I can’t think about that, though. No matter my attraction to Broderick, no matter how much he’s irritating me right now, the fact remains that he is one of the most important people in my life. Eventually things will settle down and we’ll reclaim those soft moments and the easy conversation and everything that’s disappeared between us.
We have to.
I attempt a smile, even as my insides twist uncomfortably. “Ezekiel was messing with you. You just weren’t asking the right questions.”
Cohen releases a long breath. “The right questions, huh? Let’s not make that same mistake twice.” He holds my gaze. “Are you fucking Monroe, Shiloh?”
Part of me expected the question. It’s the one I would have asked in their position, with the information they have at hand. Even after trying to prepare myself, my face goes so hot that I get a little light-headed. There’s no point in lying. If they haven’t figured it out already, they will soon because Monroe is about as subtle as a brick through a window. I shouldn’t like that about her, especially when it’s complicating my life right now.
I finally nod. “Yes.”
I expect them to be angry—or at least irritated—but Cohen slaps his hand against his thigh and stands. “That will be useful. Stick to that woman. She’s making moves, and we need to figure out what they are. I don’t care how you find out, whether it’s listening in during the day or at night with pillow talk. Just get it done.”
“Okay,” I say slowly.
For his part, Maddox looks conflicted. “Does Broderick know?”
No use lying about this, either. “Yes.”
They exchange a glance. Maddox finally says, “You want to talk to him, or should I?”
“I’ll do it.” Cohen starts for the door. “Right about the time I break up that little family get-together he arranged.”
Maddox waits until he’s gone to say, “I hope you know what you’re doing. Monroe isn’t like our people. She’s looking out for the Amazons, and she’s not about to let something as soft as emotions get in her way, no matter how fond of you she is.”
Just like that, my uncomfortableness is gone, replaced by the anger that’s quickly becoming my go-to emotion. I have fought and won and lost and bled with these people, and all it takes is Broderick losing his head for them to start looking at me like I’m a damsel in distress. I’m a fucking warrior. Gods, I used to be an Amazon. I know more about what Amazons are capable of than anyone in this compound, Brides excluded.
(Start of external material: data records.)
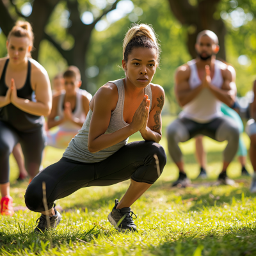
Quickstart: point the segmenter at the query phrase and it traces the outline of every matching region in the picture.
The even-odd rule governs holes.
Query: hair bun
[[[125,52],[126,47],[128,44],[132,40],[133,38],[137,36],[147,36],[149,39],[150,39],[154,44],[155,44],[157,51],[159,51],[159,44],[158,44],[157,39],[156,38],[155,31],[154,31],[153,28],[150,25],[141,24],[134,24],[129,29],[124,39],[123,44],[123,59],[124,60],[124,55]]]
[[[17,26],[17,27],[22,28],[28,31],[32,31],[31,25],[30,25],[30,23],[28,22],[28,21],[18,20],[16,22],[15,26]]]

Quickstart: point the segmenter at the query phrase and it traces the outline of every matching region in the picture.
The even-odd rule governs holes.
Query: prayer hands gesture
[[[72,120],[73,119],[70,102],[68,102],[65,104],[64,119],[65,120]]]
[[[209,88],[211,81],[210,67],[207,65],[205,65],[205,77],[203,81],[203,88]]]
[[[15,83],[14,79],[12,78],[11,80],[11,86],[9,87],[5,95],[6,105],[10,103],[15,103],[17,98]]]
[[[148,96],[145,94],[144,98],[135,111],[131,125],[136,131],[143,132],[147,129],[147,124],[148,120],[149,105],[150,100]]]

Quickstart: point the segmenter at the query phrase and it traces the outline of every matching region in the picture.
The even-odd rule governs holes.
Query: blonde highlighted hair
[[[33,48],[34,34],[32,31],[32,27],[28,21],[19,20],[16,22],[15,26],[10,31],[7,36],[7,40],[9,40],[10,37],[28,37],[29,40],[29,44]],[[30,53],[29,56],[30,57]]]
[[[128,54],[134,47],[154,48],[157,52],[157,61],[159,61],[161,49],[157,35],[150,25],[134,24],[129,29],[124,39],[123,60],[127,61]]]

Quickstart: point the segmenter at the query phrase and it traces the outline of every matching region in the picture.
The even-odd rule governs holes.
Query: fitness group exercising
[[[166,163],[158,144],[164,92],[150,83],[159,53],[150,26],[140,24],[129,30],[123,49],[125,78],[108,82],[97,91],[82,129],[63,157],[42,170],[28,187],[27,207],[42,213],[36,230],[48,227],[45,215],[50,216],[51,227],[59,223],[61,216],[54,206],[56,199],[81,188],[109,186],[130,178],[129,188],[120,202],[115,201],[108,220],[119,231],[136,230],[130,206],[159,178],[155,156],[160,173]],[[139,131],[145,141],[127,144],[128,137]],[[42,201],[44,182],[47,211]]]
[[[18,22],[8,36],[8,56],[0,59],[0,190],[4,215],[13,214],[10,196],[10,154],[20,143],[30,177],[38,173],[45,147],[42,116],[50,113],[52,105],[47,73],[29,58],[33,40],[30,24]],[[33,92],[36,102],[32,101]]]
[[[234,180],[228,178],[226,171],[237,151],[239,131],[233,119],[223,115],[220,106],[221,102],[229,106],[234,105],[236,72],[231,66],[216,60],[219,45],[213,32],[200,32],[195,47],[196,59],[179,67],[175,76],[176,96],[183,111],[167,129],[169,152],[179,170],[179,178],[173,186],[186,187],[190,182],[178,143],[199,134],[218,141],[228,141],[218,180],[232,184]],[[200,173],[202,174],[205,173]]]
[[[51,109],[49,78],[44,68],[29,58],[32,47],[30,24],[19,22],[8,37],[8,57],[0,59],[0,189],[3,214],[13,213],[9,194],[10,154],[19,142],[31,177],[38,173],[45,145],[42,116],[47,116]],[[236,94],[235,71],[231,66],[216,60],[219,46],[213,32],[201,32],[196,49],[198,57],[179,67],[176,74],[176,94],[184,111],[167,129],[169,152],[179,169],[179,179],[173,186],[186,187],[189,183],[178,143],[198,134],[219,141],[228,141],[223,152],[223,170],[218,179],[221,184],[232,184],[226,170],[237,150],[239,131],[236,122],[223,116],[220,102],[228,106],[234,104]],[[90,105],[87,100],[88,109],[84,99],[81,107],[83,106],[85,114],[88,112],[82,128],[70,141],[63,157],[38,173],[27,188],[27,207],[41,213],[36,232],[55,228],[61,221],[60,214],[55,209],[56,200],[82,188],[109,186],[129,179],[127,191],[120,202],[115,200],[108,218],[118,231],[136,230],[131,205],[159,177],[166,163],[164,150],[158,143],[161,139],[164,92],[159,85],[151,83],[159,55],[159,45],[150,26],[135,25],[128,31],[123,45],[122,67],[125,77],[102,86]],[[67,83],[74,86],[78,84],[75,73],[67,72],[64,74],[64,78],[69,81]],[[74,102],[78,99],[74,93],[77,90],[71,87],[71,94],[76,100],[74,106],[70,106],[69,114],[76,109]],[[33,92],[35,102],[32,101]],[[63,102],[68,96],[66,91],[65,96],[56,100],[49,124],[56,122],[57,116],[67,115],[63,113]],[[57,113],[58,110],[60,113]],[[80,120],[76,121],[76,124],[80,124]],[[76,124],[74,122],[72,124]],[[252,131],[254,129],[252,125],[250,127]],[[138,131],[144,141],[128,143],[129,136]],[[255,134],[251,134],[252,139]],[[252,145],[253,150],[256,147]],[[156,159],[158,159],[160,172]],[[46,184],[47,211],[43,204],[44,182]],[[49,216],[49,223],[47,216]]]

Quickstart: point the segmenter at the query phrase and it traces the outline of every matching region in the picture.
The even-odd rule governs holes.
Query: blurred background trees
[[[124,77],[122,40],[131,24],[150,24],[163,51],[153,83],[164,87],[168,110],[176,114],[175,70],[196,56],[196,36],[202,29],[218,35],[218,57],[235,67],[238,95],[251,90],[256,77],[255,15],[256,0],[0,0],[0,56],[6,54],[6,35],[15,20],[27,20],[35,34],[33,57],[50,78],[75,65],[83,88],[94,93],[108,81]]]

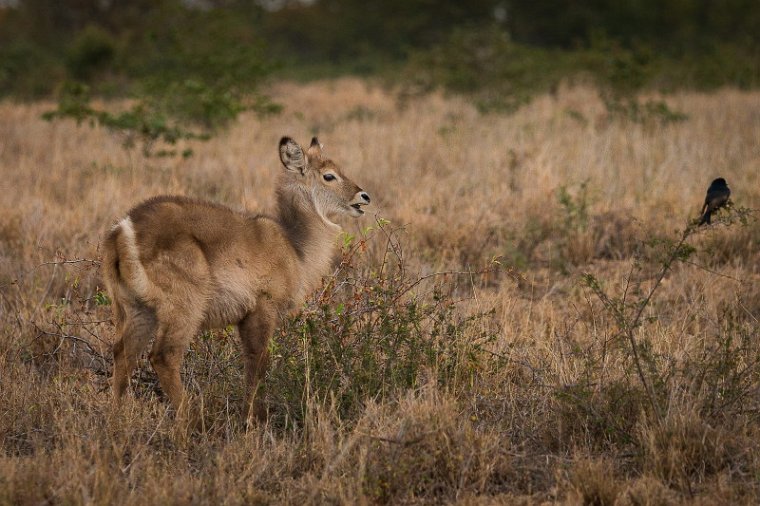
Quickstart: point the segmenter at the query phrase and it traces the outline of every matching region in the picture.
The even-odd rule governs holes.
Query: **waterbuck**
[[[180,367],[202,329],[237,325],[245,360],[247,415],[262,415],[256,390],[278,316],[330,270],[341,214],[359,217],[369,195],[322,157],[280,140],[284,169],[273,216],[250,215],[178,196],[134,207],[107,234],[103,278],[113,300],[113,390],[127,390],[141,353],[175,408],[185,403]]]

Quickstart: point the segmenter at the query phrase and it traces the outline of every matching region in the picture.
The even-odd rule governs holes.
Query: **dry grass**
[[[591,273],[614,295],[629,280],[642,300],[635,289],[653,286],[657,264],[641,241],[677,239],[713,177],[737,204],[760,207],[760,94],[679,94],[668,102],[687,121],[639,125],[609,120],[585,88],[509,117],[441,96],[399,108],[354,80],[272,93],[282,115],[244,117],[188,160],[144,159],[108,132],[41,121],[44,104],[0,103],[0,503],[760,501],[757,223],[691,237],[690,263],[667,273],[648,307],[636,337],[658,410],[621,322],[580,282]],[[309,390],[318,380],[284,376],[318,378],[325,365],[310,361],[320,343],[294,349],[303,321],[292,320],[267,386],[272,423],[246,431],[234,339],[217,333],[197,340],[185,369],[204,430],[174,422],[146,364],[137,398],[114,410],[96,266],[61,261],[96,260],[103,231],[151,195],[269,207],[279,137],[314,133],[372,194],[376,217],[402,227],[394,244],[412,279],[495,257],[513,268],[433,278],[445,300],[465,299],[435,315],[484,313],[446,331],[447,349],[478,332],[498,329],[496,339],[456,358],[456,381],[434,357],[410,387],[383,383],[347,410]],[[345,225],[361,236],[371,223]],[[374,275],[384,241],[370,234],[353,275]],[[634,257],[644,260],[632,271]],[[315,332],[329,341],[335,328]],[[359,349],[359,327],[347,328],[341,342]],[[363,391],[363,379],[341,381],[341,392]]]

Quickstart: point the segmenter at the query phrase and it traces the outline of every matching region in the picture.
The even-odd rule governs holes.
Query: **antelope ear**
[[[280,139],[280,161],[290,171],[301,175],[306,171],[306,157],[303,149],[290,137]]]
[[[319,140],[316,137],[311,138],[311,145],[309,145],[309,149],[306,151],[306,154],[312,160],[322,159],[322,145],[319,143]]]

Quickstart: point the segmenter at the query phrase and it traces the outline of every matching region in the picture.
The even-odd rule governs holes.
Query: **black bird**
[[[722,177],[713,180],[707,189],[705,203],[702,206],[702,219],[699,220],[699,224],[704,225],[706,223],[709,225],[710,215],[725,206],[729,196],[731,196],[731,189],[726,184],[726,180]]]

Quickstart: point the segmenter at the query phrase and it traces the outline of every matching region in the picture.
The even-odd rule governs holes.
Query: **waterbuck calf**
[[[133,208],[108,233],[103,278],[113,299],[113,389],[120,399],[143,350],[161,388],[179,408],[180,366],[201,329],[235,324],[245,359],[246,411],[267,366],[278,315],[299,304],[328,273],[340,227],[370,197],[331,160],[316,138],[304,151],[280,140],[284,170],[274,216],[248,215],[211,202],[163,196]]]

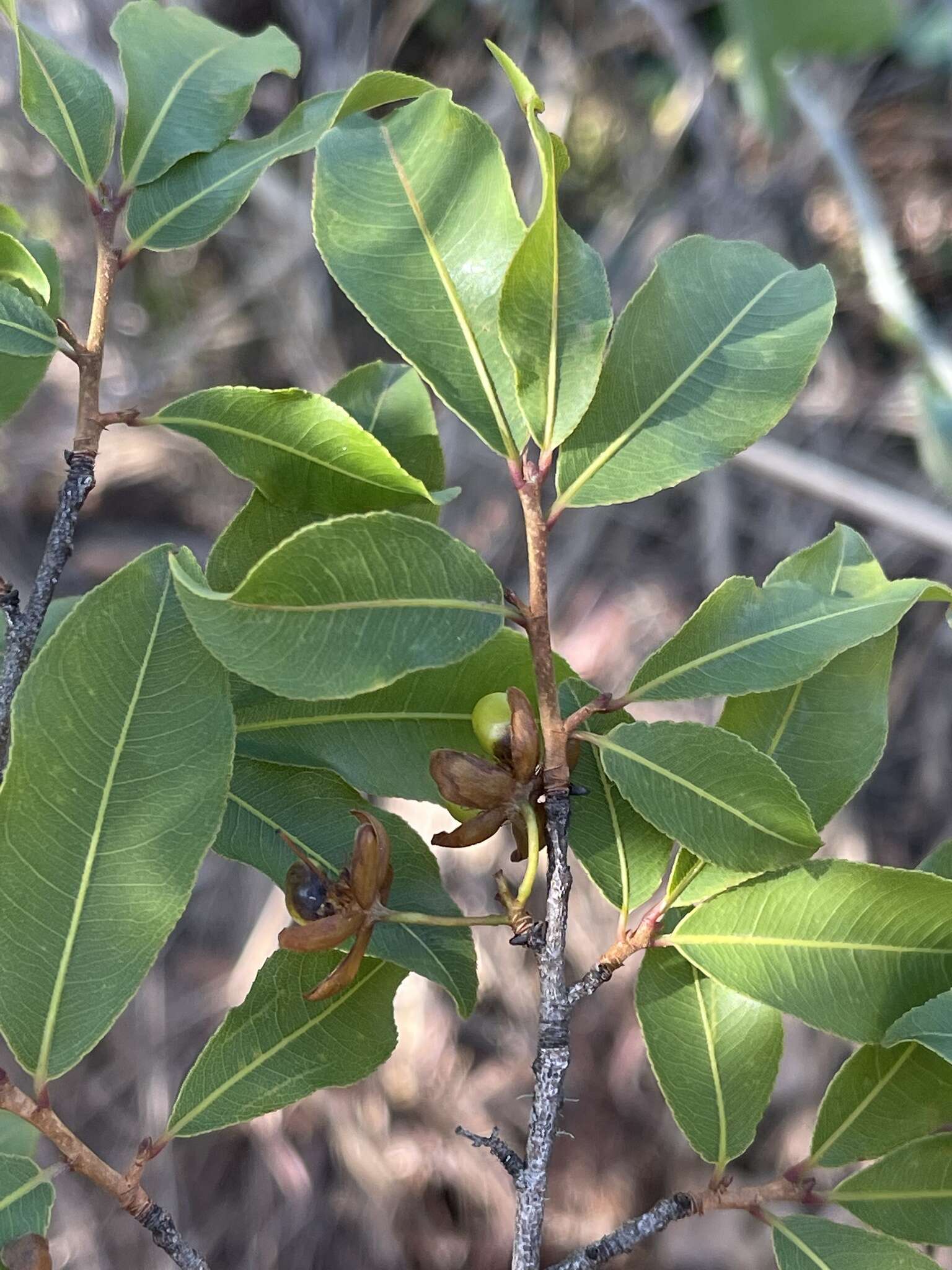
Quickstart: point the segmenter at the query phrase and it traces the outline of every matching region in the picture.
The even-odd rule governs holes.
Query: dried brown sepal
[[[489,810],[510,803],[515,794],[515,781],[505,767],[459,749],[434,749],[430,776],[447,803],[461,806]]]
[[[349,988],[357,978],[357,972],[360,969],[360,961],[363,961],[363,955],[367,951],[367,945],[371,942],[372,933],[373,926],[368,922],[359,931],[354,940],[354,946],[344,960],[339,961],[330,974],[325,979],[321,979],[316,988],[311,988],[310,992],[305,993],[305,1001],[326,1001],[327,997],[335,997],[344,988]]]
[[[278,944],[292,952],[326,952],[355,935],[364,921],[366,914],[359,908],[319,917],[316,922],[286,927],[278,936]]]
[[[513,776],[524,785],[532,780],[538,767],[538,728],[529,698],[520,688],[509,688],[506,701],[513,712],[512,770]]]
[[[475,847],[477,842],[485,842],[498,833],[505,822],[506,809],[494,806],[489,812],[480,812],[471,820],[463,820],[454,829],[434,833],[430,842],[434,847]]]
[[[22,1234],[5,1243],[0,1257],[6,1270],[53,1270],[50,1245],[42,1234]]]

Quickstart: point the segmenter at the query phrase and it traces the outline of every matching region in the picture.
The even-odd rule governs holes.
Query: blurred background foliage
[[[604,257],[616,309],[661,248],[697,231],[757,239],[797,265],[823,260],[830,268],[839,295],[833,337],[769,441],[678,489],[630,507],[569,512],[560,522],[556,643],[579,673],[607,688],[627,683],[726,575],[762,578],[835,518],[868,536],[890,574],[952,580],[948,0],[193,6],[246,33],[278,23],[302,48],[301,79],[261,84],[246,135],[273,127],[300,98],[393,66],[452,86],[457,100],[490,121],[520,206],[532,213],[536,163],[510,89],[482,46],[495,39],[537,84],[547,124],[567,142],[564,211]],[[48,0],[23,8],[27,20],[93,62],[121,93],[108,37],[118,4]],[[776,55],[786,70],[777,69]],[[0,199],[57,245],[66,314],[79,324],[93,253],[84,196],[19,114],[6,33],[0,116]],[[310,169],[310,156],[286,161],[213,241],[142,253],[122,274],[105,409],[151,411],[216,384],[321,391],[352,366],[392,359],[335,293],[314,249]],[[4,574],[20,585],[42,551],[74,409],[75,368],[61,358],[0,432],[0,556]],[[448,484],[463,486],[444,523],[518,585],[523,547],[504,467],[468,429],[443,423]],[[85,591],[166,540],[203,558],[244,497],[242,483],[184,437],[109,433],[61,593]],[[949,683],[952,631],[938,606],[924,606],[900,636],[882,766],[834,820],[825,850],[911,865],[952,832]],[[439,809],[397,806],[428,836],[446,827]],[[468,851],[462,861],[442,853],[449,889],[471,911],[491,900],[490,875],[501,853],[500,843]],[[65,1118],[96,1149],[121,1163],[143,1133],[161,1126],[182,1074],[222,1011],[244,997],[283,921],[281,898],[261,878],[209,859],[138,997],[55,1091]],[[611,942],[613,925],[576,871],[575,970]],[[400,1046],[372,1080],[176,1144],[151,1166],[156,1199],[213,1265],[508,1265],[508,1179],[453,1129],[498,1124],[519,1140],[536,982],[524,954],[499,932],[477,932],[477,942],[482,997],[471,1020],[461,1022],[444,996],[411,977],[397,997]],[[569,1095],[578,1101],[566,1106],[571,1137],[560,1142],[551,1177],[548,1260],[661,1195],[706,1180],[654,1086],[635,1027],[633,978],[631,970],[617,975],[576,1027]],[[842,1043],[788,1027],[777,1096],[735,1168],[739,1184],[773,1176],[807,1153],[820,1092],[844,1057]],[[57,1267],[166,1264],[80,1184],[60,1187],[52,1234]],[[952,1266],[948,1252],[938,1259]],[[627,1262],[654,1270],[770,1264],[765,1232],[732,1215],[673,1227]]]

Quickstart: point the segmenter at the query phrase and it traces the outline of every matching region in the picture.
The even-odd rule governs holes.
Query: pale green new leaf
[[[432,502],[374,436],[303,389],[206,389],[145,422],[203,442],[281,507],[340,516]]]
[[[0,1154],[32,1156],[39,1142],[39,1130],[29,1120],[20,1120],[13,1111],[0,1111]]]
[[[925,860],[916,865],[916,869],[922,869],[923,872],[938,874],[939,878],[952,879],[952,838],[933,847]]]
[[[364,958],[329,1001],[305,1001],[339,952],[270,956],[244,1002],[185,1077],[166,1134],[190,1138],[277,1111],[315,1090],[353,1085],[380,1067],[397,1041],[393,994],[406,972]]]
[[[17,32],[20,105],[90,193],[109,165],[116,103],[102,75],[17,18],[17,0],[0,0]]]
[[[575,429],[595,391],[612,301],[602,258],[559,211],[569,155],[538,117],[545,102],[512,58],[486,43],[526,114],[542,169],[538,215],[503,282],[499,334],[529,431],[550,451]]]
[[[46,1234],[58,1165],[41,1168],[25,1156],[0,1156],[0,1248],[22,1234]]]
[[[556,677],[567,674],[569,667],[556,658]],[[482,753],[472,707],[486,692],[508,687],[536,698],[528,640],[505,629],[462,662],[406,674],[347,701],[289,701],[240,685],[234,690],[239,753],[330,767],[368,794],[437,803],[432,751]]]
[[[237,36],[157,0],[132,0],[109,30],[128,88],[123,190],[155,180],[185,155],[215,150],[245,117],[263,75],[293,76],[301,67],[297,46],[277,27]]]
[[[251,490],[249,500],[212,544],[206,565],[208,585],[215,591],[234,591],[272,547],[322,518],[316,512],[278,507],[260,490]]]
[[[235,215],[263,171],[316,146],[335,119],[354,109],[416,97],[430,86],[414,75],[371,71],[349,93],[321,93],[301,102],[264,137],[226,141],[209,154],[187,155],[132,194],[126,255],[145,246],[150,251],[171,251],[201,243]]]
[[[650,949],[637,1010],[651,1068],[694,1151],[721,1175],[754,1140],[783,1052],[770,1006],[715,983],[674,949]]]
[[[562,715],[598,696],[583,679],[567,679],[559,691]],[[593,715],[585,724],[602,735],[628,715],[617,710]],[[626,916],[658,890],[671,855],[671,839],[638,815],[605,775],[594,745],[583,745],[572,781],[588,790],[572,800],[571,848],[609,904]]]
[[[526,230],[489,126],[442,89],[385,119],[341,122],[317,146],[314,226],[368,321],[487,446],[514,457],[527,432],[496,312]]]
[[[171,563],[189,621],[230,671],[320,701],[462,660],[501,626],[501,588],[479,555],[435,525],[372,512],[300,530],[231,592],[182,551]]]
[[[830,1193],[853,1217],[911,1243],[952,1243],[952,1133],[897,1147]]]
[[[46,309],[11,282],[0,282],[0,353],[47,358],[58,347],[56,325]]]
[[[949,1063],[911,1041],[894,1049],[862,1045],[826,1088],[810,1144],[810,1167],[875,1160],[951,1121]]]
[[[915,1006],[897,1019],[883,1036],[885,1045],[904,1040],[918,1040],[952,1064],[952,989]],[[948,1072],[952,1077],[952,1066]],[[952,1110],[946,1119],[952,1121]]]
[[[38,1086],[124,1010],[225,809],[227,677],[194,638],[166,556],[156,547],[84,596],[14,700],[0,1030]]]
[[[393,362],[368,362],[338,380],[325,396],[357,419],[426,489],[443,489],[437,417],[416,371]]]
[[[458,917],[440,885],[430,848],[406,822],[366,803],[334,772],[235,759],[228,806],[215,850],[267,874],[278,886],[294,862],[283,829],[325,872],[335,876],[350,860],[357,820],[352,809],[372,812],[390,833],[393,889],[388,906],[400,912]],[[371,951],[446,988],[459,1012],[476,1005],[476,952],[468,927],[378,923]],[[316,980],[315,980],[316,982]]]
[[[30,251],[13,234],[0,232],[0,278],[13,278],[50,304],[50,278]]]
[[[692,909],[665,942],[735,992],[850,1040],[881,1040],[952,982],[952,883],[814,860]]]
[[[769,432],[803,387],[833,309],[823,265],[801,272],[755,243],[696,236],[663,251],[560,451],[553,511],[645,498]]]
[[[779,1270],[937,1270],[935,1262],[886,1234],[824,1217],[768,1215]]]
[[[635,810],[702,860],[781,869],[820,846],[790,779],[731,733],[699,723],[625,723],[597,744]]]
I am so damn tired of being underestimated.
I hardly recognize myself as I stand and pin him with a look. “Have I once, in the entire time we’ve known each other, given you reason to question my conduct?”
Maddox opens his mouth, seems to reconsider what he was about to say, and finally shrugs. “No.”
Yeah, I didn’t think so. “I understand that you and the others see me as some sort of stand-in little sister, but I am not an innocent. I haven’t been one since long before I ever knew the Paine brothers existed. I can handle Monroe.” I don’t know if the last bit is the truth, but I’m also not about to let my infatuation with the woman undermine my loyalty to the people I’ve spent the last seven years shoulder to shoulder with.
I hate that everyone is questioning that, as if I’m a babe in the woods who will be swept away by the first person showing me a kind word. Though I wouldn’t call anything about Monroe kind.
Even if she was so fucking sweet on my tongue last night.
“I have it under control,” I finally say.
“For all our sakes, I sure as fuck hope you do.”
Chapter 14
Broderick
Watching the Rhodius family speak softly to each other makes me so fucking uncomfortable. I have spent so much of my life hating the other factions, a hate that only ramped up after the night that changed everything. From what we’ve pieced together since, Aisling worked with Ciar of the Mystics and Deacon Walsh to conspire against us. The Mystics provided the drugs that the dinner was dosed with, and the Amazons sent a squad to barricade the exits and light the building on fire. If not for the fact that my brothers and I had skipped dinner because Abel called a surprise meeting, we would have died in that fire.
Aisling is Monroe and Winry’s mother, Jasper’s older sister. These three might not have been any part of the decision that ended with forty innocent people being killed, but they are part of the ruling family. They’ll have made different hard decisions that involved different deaths.